Saturday, January 15, 2011

Oh, Christmas Tree

O Christmas tree. Ooooooooh Christmas tree.

Let me start at the beginning. I grew up with real, living (I guess really dying) Christmas trees, trees that you strapped to the roof of your car and filled the air with pine and dropped needles everywhere and precariously balanced between the screws in the little red and green rusted Christmas-tree-holder where you had to keep refilling the water. J grew up with fake Christmas trees that you store in a bin all year and pop up willy-nilly at a moment's notice. Each December I make my annual request to try a real, living tree, and each year J puts his foot down on this issue. He does not want to deal with the needles, and the sap, and the (alleged) fire hazard.
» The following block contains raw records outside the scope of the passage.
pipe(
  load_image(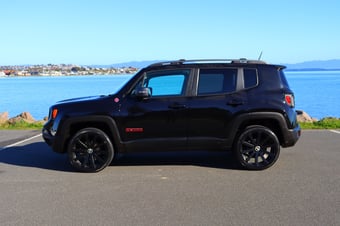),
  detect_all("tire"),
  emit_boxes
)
[234,126,280,170]
[67,128,114,172]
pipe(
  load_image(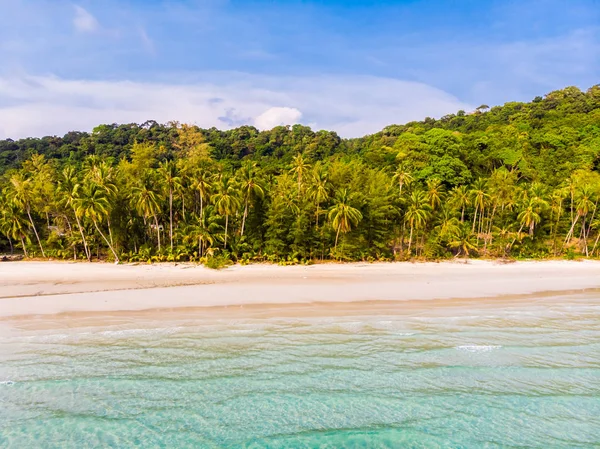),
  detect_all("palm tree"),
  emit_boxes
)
[9,173,46,257]
[158,161,181,251]
[73,181,119,263]
[563,185,594,246]
[290,153,310,197]
[57,165,92,262]
[448,226,477,257]
[434,205,461,240]
[392,164,415,196]
[0,198,29,257]
[450,184,471,223]
[329,189,362,249]
[404,190,431,254]
[427,178,444,211]
[239,162,265,236]
[517,197,542,237]
[308,163,329,229]
[194,169,212,215]
[130,172,160,252]
[471,178,489,232]
[213,175,241,249]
J is not usually a put-his-foot-down kind of husband, but he makes it clear that this issue is not up for further discussion (until next December, in my book).

So this is what I came home to one night in early December after work. My sweet husband had remembered a picture I'd admired online of a Christmas tree set in a wood stump, and decided to surprise me! He went and bought a stump and drilled the hole and had the tree set up, lit, and ready to decorate, with Christmas music playing in the background when I got home. I absolutely loved it, and we called it our hybrid (part-real, part-fake) Christmas tree, a wonderful compromise.

We, of course, put up our ornaments, and Christmas morning, the tree looked like this, nary a stump in sight due to the abundance of gifts, but it was there, I promise.

Well, two days after Christmas I looked around at all of the toys and clothes and gift bags and plastic wrap strewn all over the living room, and decided CHRISTMAS IS OVER, and it's time to put away this stuff, and as long as I had this little spurt of energy we better put away the Christmas decorations too. My mom was a little sad as J and I energetically took everything down and put it back into storage, but I just felt relieved to reclaim my living room.
Christmas - Check!

And then, once all of the ornaments and other seasonal decor was put away, J took down the tree and moved the stump, and what did we find? A not-so-merry surprise:

See that gray stuff? That gray stuff on my grandmother's handmade tree skirt, one of my most treasured possessions? That gray stuff is MILDEW.
In fact, I'd say it's a MIL-DON'T. (I can't help it.)

And then, when we lifted up the tree skirt, we saw this:

The mildew had soaked through the tree skirt into our rug. Our huge, plush, 100% wool rug. Our giant-splurge-from-Anthropologie-because-after-looking-at-3000+-rugs-online-I-didn't-like-one-half-as-much rug.

Surprisingly, I did not panic. Probably because J was so upset. We're like that - one of us can always stay calm and keep the big-picture perspective when the other is freaking out. 99% of the time it's J with the steady wisdom, so during the 1% of time it's me I feel pretty pleased with myself.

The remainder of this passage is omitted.